アカデミー賞授賞式での華やかなライブ・パフォーマンスは、毎回趣向を凝らした演出で出席者と視聴者を楽しませている。2020年の第92回アカデミー賞では、ゴージャスかつ力強い歌唱で鮮烈な印象を残した二人の女性シンガーがいた。一人はオープニングでダンサーを率いて「Come Alive」を溌剌と歌ったジャネール・モネイ。

そしてもう一人は、歌曲賞ノミネート曲「スタンド・アップ」を熱唱し圧倒的な存在感を見せたシンシア・エリヴォ。

その両者が出演しているのが、2020年3月27日(金)公開の映画『ハリエット』である。
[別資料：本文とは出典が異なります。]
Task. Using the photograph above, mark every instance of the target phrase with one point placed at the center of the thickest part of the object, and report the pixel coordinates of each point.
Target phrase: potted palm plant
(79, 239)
伝記映画でありスーパーヒーロー映画的でもあるハリエット・タブマンの英雄譚

本作でエリヴォが演じたのは、奴隷制度撤廃のために戦った実在のアフリカ系アメリカ人運動家、ハリエット・タブマン。幼い頃から奴隷として農場で過酷な労働を強いられていたが、自由を求めてたった一人でフィラデルフィアへ逃亡。離れ離れになった家族や仲間たちを救うため、秘密組織“地下鉄道”の一員となり、逃亡奴隷の救出作戦に参加。そして南北戦争では黒人兵士を率いて戦ったという、彼女の激動の人生が描かれている。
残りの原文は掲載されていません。